En parallèle, sur la même période, le nombre de demandeurs d’emploi résidents disponibles de nationalité luxembourgeoise a augmenté de 14,3 % en 2023, de 11,6 % en 2024 et de 11,7 % en 2025, soit une hausse cumulée de 42,5 % entre le 31 décembre 2022 et le 31 décembre 2025.
«Au total, l’augmentation du nombre de demandeurs d’emploi de nationalité luxembourgeoise est nettement supérieure à l’évolution de la population luxembourgeoise en âge de travailler», écrit Marc Spautz, le ministre du Travail, dans sa réponse à une question parlementaire de Franz Fayot (LSAP).
104 779 personnes venant de pays de l’UE
En ce qui concerne les demandeurs d’emploi résidents de pays tiers, les données sont similaires à celles des résidents de nationalité luxembourgeoise. L’augmentation globale respective est de 42,6 % et de 44,8 % entre 2023 et 2025. En revanche, la hausse est de seulement 22,7 % pour les ressortissants de l’UE hors Luxembourg.
L’analyse confirme donc «une tendance à la baisse de la population active en provenance d’autres pays de l’UE que le Luxembourg». En effet, au 30 septembre 2022, 107 425 personnes provenaient d’un pays de l’UE, contre 104 779 personnes au 30 septembre 2025, soit 2 646 personnes de moins.
Un constat paradoxal
La hausse simultanée du chômage parmi les ressortissants luxembourgeois et les ressortissants de pays tiers, combinée à un recul de la population active en provenance d’autres pays de l’UE semble paradoxal, mais «peut s’expliquer par une combinaison de facteurs structurels et conjoncturels».
Le premier, c’est la segmentation du marché du travail : «Les différentes catégories de travailleurs ne sont pas réparties de manière homogène entre les secteurs d’activité ni entre les niveaux de qualification», assure le ministre. Dès lors, une évolution défavorable dans certains secteurs spécifiques peut affecter plus directement certaines catégories de travailleurs, sans être nécessairement compensée par une évolution inverse dans d’autres segments de la main-d’œuvre.
«Par ailleurs, le lien entre la baisse de la population active en provenance d’autres pays de l’UE et une diminution du chômage au niveau national n’est pas automatique», ajoute Marc Spautz. Cette évolution peut notamment résulter d’un ralentissement des flux d’entrée ou de changements dans les conditions économiques.

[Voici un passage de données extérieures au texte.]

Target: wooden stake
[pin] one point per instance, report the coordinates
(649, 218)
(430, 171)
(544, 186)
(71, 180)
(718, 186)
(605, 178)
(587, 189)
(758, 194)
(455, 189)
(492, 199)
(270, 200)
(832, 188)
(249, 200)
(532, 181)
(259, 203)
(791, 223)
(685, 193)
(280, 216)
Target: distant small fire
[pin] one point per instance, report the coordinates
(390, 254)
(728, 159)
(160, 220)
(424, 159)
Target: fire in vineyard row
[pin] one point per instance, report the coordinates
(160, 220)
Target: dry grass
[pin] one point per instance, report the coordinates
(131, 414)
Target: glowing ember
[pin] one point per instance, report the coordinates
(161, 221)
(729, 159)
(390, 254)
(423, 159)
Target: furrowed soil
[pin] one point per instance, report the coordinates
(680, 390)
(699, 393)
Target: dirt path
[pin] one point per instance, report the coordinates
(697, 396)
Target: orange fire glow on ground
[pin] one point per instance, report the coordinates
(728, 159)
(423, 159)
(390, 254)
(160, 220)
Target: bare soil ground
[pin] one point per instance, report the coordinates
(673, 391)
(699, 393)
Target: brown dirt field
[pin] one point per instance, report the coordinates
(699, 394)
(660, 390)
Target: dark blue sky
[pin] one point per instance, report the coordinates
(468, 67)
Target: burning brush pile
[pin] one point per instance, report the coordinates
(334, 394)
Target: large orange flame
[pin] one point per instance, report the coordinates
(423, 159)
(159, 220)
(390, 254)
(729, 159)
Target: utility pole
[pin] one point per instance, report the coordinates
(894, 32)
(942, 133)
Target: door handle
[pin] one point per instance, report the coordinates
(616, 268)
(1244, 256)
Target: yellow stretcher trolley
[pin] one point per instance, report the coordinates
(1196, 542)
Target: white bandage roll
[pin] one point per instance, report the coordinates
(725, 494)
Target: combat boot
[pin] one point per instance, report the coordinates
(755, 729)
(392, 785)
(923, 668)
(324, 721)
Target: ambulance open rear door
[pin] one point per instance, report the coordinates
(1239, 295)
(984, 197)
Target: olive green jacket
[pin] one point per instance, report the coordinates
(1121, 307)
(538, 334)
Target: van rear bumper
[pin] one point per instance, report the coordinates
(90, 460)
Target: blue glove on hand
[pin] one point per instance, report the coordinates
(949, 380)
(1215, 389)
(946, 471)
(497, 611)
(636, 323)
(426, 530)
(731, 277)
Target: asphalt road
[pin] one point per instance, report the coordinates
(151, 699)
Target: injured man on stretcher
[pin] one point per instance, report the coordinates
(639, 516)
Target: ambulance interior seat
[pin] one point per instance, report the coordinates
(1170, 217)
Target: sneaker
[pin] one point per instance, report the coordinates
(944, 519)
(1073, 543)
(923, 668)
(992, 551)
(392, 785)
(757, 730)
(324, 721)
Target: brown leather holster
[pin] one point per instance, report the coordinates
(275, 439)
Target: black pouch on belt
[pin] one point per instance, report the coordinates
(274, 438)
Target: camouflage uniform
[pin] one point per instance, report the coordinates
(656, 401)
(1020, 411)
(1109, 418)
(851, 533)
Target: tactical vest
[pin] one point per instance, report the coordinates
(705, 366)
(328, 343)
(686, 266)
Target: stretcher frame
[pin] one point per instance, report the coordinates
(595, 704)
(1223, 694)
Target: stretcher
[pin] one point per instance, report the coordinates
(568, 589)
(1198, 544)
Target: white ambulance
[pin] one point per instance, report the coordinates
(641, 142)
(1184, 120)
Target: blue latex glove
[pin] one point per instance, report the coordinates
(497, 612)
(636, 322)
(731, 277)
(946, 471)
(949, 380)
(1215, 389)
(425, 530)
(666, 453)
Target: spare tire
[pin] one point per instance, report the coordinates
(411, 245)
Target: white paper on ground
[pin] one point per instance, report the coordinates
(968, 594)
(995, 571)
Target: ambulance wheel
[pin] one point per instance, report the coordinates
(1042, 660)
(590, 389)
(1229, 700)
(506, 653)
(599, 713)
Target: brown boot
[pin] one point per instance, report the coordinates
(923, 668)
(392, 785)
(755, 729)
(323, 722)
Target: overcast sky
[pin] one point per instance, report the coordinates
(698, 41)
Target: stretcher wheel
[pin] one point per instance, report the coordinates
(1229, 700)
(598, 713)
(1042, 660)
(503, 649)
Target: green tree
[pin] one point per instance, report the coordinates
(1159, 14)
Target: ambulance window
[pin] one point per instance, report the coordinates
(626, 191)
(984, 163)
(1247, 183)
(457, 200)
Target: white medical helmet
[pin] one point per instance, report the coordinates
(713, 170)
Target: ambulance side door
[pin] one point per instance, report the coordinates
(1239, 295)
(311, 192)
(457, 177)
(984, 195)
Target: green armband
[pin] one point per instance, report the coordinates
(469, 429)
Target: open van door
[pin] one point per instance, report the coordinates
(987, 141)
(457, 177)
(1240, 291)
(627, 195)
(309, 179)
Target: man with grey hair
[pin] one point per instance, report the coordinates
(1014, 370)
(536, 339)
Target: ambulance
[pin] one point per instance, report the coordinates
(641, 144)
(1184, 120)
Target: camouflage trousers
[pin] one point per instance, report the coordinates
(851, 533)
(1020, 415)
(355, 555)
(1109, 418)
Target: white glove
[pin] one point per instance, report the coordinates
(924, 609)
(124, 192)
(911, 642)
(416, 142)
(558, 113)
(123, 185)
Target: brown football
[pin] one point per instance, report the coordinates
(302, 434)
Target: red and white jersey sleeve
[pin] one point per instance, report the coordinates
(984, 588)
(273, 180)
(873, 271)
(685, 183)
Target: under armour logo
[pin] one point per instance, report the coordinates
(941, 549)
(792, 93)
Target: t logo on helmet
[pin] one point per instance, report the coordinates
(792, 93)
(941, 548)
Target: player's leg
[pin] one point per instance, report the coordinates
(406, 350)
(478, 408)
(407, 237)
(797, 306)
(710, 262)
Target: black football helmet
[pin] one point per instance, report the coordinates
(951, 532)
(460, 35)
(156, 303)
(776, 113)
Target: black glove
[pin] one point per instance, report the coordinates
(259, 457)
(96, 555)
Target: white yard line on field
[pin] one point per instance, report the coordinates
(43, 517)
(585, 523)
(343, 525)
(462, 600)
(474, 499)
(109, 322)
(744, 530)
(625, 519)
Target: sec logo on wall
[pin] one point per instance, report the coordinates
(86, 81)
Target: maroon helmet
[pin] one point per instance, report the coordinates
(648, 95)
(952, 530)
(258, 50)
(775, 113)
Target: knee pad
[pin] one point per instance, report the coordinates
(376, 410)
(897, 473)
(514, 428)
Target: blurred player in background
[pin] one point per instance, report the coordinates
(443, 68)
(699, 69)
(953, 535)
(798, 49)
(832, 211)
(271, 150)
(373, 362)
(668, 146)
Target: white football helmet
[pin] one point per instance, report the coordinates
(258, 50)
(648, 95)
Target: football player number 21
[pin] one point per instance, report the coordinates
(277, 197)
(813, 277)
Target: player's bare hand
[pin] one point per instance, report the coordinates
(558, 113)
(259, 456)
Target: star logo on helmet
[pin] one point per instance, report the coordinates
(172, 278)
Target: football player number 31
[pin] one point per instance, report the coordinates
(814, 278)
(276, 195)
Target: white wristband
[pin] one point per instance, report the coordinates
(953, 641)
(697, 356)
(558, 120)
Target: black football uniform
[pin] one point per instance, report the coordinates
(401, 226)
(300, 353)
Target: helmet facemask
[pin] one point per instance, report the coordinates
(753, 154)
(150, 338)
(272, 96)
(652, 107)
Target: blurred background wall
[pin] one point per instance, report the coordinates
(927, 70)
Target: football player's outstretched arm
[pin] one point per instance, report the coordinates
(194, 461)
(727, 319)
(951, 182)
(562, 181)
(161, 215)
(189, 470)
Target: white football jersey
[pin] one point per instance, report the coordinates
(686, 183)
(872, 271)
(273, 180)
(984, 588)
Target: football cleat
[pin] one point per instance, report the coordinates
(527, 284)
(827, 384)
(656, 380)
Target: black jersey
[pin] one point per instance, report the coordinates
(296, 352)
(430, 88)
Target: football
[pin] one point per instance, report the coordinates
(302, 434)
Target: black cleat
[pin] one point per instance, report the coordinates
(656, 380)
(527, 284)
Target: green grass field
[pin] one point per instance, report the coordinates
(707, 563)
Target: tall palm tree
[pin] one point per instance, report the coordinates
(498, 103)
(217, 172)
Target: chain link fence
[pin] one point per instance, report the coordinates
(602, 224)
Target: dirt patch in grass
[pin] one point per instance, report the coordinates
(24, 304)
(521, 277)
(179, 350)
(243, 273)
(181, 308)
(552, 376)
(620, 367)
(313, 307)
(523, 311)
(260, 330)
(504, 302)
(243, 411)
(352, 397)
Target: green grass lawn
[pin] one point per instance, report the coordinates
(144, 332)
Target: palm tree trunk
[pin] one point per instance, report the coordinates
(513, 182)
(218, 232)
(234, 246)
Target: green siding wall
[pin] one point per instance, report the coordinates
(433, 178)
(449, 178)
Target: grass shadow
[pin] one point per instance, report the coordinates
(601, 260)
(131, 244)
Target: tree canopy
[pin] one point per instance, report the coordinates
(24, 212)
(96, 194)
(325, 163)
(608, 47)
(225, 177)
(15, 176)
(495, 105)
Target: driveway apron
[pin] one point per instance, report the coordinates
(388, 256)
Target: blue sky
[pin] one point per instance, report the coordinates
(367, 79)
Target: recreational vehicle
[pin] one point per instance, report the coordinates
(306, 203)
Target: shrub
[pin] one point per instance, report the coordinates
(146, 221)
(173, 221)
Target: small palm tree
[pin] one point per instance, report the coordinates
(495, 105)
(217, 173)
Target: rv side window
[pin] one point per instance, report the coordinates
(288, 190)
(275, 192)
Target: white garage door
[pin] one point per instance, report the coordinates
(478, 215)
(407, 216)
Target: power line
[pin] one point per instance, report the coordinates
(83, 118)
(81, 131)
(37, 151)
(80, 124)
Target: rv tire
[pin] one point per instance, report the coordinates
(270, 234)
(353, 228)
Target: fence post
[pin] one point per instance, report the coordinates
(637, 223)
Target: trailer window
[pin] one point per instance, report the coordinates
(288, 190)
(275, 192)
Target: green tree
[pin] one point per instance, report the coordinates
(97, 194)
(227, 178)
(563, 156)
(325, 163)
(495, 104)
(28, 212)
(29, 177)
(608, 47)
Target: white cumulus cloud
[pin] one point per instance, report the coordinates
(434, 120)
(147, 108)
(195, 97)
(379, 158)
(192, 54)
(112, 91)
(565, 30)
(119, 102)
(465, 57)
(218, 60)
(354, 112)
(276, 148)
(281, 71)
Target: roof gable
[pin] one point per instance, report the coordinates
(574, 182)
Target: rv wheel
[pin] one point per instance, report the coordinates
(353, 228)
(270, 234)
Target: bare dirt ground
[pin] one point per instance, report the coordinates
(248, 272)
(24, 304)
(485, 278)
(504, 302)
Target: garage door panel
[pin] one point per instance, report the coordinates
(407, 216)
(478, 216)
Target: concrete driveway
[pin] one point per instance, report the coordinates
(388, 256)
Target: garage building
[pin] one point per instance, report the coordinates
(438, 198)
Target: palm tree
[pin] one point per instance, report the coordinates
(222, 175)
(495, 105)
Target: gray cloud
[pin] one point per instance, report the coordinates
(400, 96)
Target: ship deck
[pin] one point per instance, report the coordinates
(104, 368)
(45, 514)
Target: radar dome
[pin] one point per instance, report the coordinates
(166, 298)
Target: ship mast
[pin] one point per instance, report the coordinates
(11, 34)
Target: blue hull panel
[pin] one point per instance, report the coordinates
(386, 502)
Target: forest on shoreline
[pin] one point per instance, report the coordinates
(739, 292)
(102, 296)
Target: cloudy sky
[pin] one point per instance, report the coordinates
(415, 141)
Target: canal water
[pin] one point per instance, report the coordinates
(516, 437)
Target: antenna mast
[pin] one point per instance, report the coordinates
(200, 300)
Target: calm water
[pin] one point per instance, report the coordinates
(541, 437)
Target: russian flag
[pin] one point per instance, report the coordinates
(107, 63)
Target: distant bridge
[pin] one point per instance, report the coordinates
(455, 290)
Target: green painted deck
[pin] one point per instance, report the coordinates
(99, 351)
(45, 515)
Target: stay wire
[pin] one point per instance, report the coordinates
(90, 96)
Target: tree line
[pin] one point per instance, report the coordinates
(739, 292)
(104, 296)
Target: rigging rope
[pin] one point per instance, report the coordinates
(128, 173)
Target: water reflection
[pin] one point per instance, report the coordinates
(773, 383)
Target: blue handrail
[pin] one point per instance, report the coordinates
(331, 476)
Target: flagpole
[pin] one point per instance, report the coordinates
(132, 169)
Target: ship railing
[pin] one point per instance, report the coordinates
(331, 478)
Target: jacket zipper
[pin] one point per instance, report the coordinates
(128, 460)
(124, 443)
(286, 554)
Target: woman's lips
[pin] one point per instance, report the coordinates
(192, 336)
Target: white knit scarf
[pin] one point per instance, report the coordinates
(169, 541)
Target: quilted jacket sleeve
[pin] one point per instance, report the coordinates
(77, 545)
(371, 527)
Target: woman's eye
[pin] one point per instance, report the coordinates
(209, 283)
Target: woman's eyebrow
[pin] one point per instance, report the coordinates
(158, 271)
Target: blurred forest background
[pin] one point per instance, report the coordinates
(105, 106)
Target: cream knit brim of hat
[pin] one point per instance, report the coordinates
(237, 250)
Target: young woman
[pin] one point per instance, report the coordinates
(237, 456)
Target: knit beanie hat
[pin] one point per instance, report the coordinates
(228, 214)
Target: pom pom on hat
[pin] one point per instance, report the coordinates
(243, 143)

En plus de cela, les postes occupés par ces travailleurs ne correspondent pas nécessairement aux profils des demandeurs d’emploi inscrits auprès de l’Adem.
Des contraintes spécifiques aux ressortissants de pays tiers
«Un autre élément déterminant réside dans l’adéquation entre les compétences disponibles et les besoins du marché du travail.» Ainsi, même si l’Adem recense, au 31 mars 2026, plus de 7 500 postes vacants, nombre de ces postes requièrent des qualifications spécifiques qui ne correspondent pas toujours aux profils des demandeurs d’emploi disponibles, indépendamment de leur nationalité.
«Il convient également de relever que les ressortissants de pays tiers peuvent être confrontés à des contraintes spécifiques, notamment en matière d’accès au marché du travail, de reconnaissance des diplômes ou encore de situation administrative», complète le ministre. Contraintes qui peuvent rendre leur insertion professionnelle plus difficile et ainsi allonger la durée d’inscription auprès de l’Adem.
La dernière explication peut être liée à la politique de naturalisation. «En effet, un ressortissant européen acquérant la double nationalité luxembourgeoise est, dans les données de la sécurité sociale, comptabilisé comme ressortissant luxembourgeois.»